We are friends. Friends who send erotic photos to each other, which are quickly enjoyed then deleted. Friends who meet for cocktails at discreet hotels that don’t question surnames or cash payments. I’d pour myself into crotchless knickers, garter belts, and stockings for any of my friends. He probably wears silk boxers when he meets his other friends, too. I know he considers me a good friend when his cock is in my mouth. I tell him how good he is when he’s licking my clit like gelato.
The remnants of our pleasure are drying on my skin, soon to crystallise and peel off. I wish I had clenched, held that small dose of him in me longer. Futile; it would have oozed out. Nothing would have come from it anyway.
His hand glides down my back and rests on my bum.
I knew where things were headed: my blush when he said my lacrosse uniform drove him crazy; his bad jokes making me smile during an otherwise shitty day; wearing clothes I had buried in my wardrobe believing I was too old, fat, and frumpy. I knew I’d get in over my head. But I couldn’t resist.
I should have silenced him when he said I looked cute. I should have kept a respectable distance, not leaned in tempting him with my lips. I should have slapped his hand away when it caressed my thigh. But I didn’t.
Affondamento volontario – the shipwreck of my marriage, and of our friendship.
“It does bother me a bit, Layla, to see you not happy,” he says, ignoring my kisses along his bearded jaw. He calls me by my name, another sign of friendship. Lovers say amore, tesoro, luce della mia vita. I am none of those.
I sense a trap. I am fantasy, and fantasies don’t talk about problems. He has his wife for real conversations – who should pick the kids up from school, if they should spend their anniversary in the mountains or at the beach, what pasta machine they should buy.

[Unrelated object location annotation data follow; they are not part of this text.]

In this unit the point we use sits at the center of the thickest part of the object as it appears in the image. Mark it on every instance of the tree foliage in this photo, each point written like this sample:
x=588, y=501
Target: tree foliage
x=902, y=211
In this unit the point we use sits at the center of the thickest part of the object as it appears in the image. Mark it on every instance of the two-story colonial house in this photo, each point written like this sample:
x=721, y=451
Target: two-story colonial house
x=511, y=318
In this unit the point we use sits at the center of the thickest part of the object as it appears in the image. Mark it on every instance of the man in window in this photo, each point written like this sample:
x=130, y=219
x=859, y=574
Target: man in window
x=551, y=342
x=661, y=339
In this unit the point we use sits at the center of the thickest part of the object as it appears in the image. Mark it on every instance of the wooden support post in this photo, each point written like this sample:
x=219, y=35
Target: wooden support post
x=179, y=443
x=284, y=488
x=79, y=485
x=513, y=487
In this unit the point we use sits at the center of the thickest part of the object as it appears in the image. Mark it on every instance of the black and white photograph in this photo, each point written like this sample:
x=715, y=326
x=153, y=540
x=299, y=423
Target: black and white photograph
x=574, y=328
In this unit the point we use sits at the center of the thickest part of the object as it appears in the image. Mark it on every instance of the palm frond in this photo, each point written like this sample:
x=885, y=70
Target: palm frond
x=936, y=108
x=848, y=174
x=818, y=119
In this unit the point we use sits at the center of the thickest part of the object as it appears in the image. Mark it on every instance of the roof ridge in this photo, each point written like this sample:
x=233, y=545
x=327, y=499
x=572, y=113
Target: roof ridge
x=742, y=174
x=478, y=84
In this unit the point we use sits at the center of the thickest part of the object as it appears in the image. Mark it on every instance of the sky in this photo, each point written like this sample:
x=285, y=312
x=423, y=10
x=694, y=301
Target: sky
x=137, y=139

But me, I’m light entertainment, substitute porn. I’m supposed to giggle and get wet. I should brush off his gentle concern, keep it light and airy. The sincerity in his voice, though, encourages me. So I tell him everything, nearly everything.
“I can’t keep being a PA, and what I’d really love to do I’m too old to start now.” His fingers draw circles on my bum cheek. “I don’t fit in here. It’s true, Checco, don’t shake your head. Waiters can’t understand me, my clothes are too casual, and I’m allergic to gluten.”
I hesitate, scared that I’m leaving myself exposed. But vulnerability creates intimacy, so I’ve read.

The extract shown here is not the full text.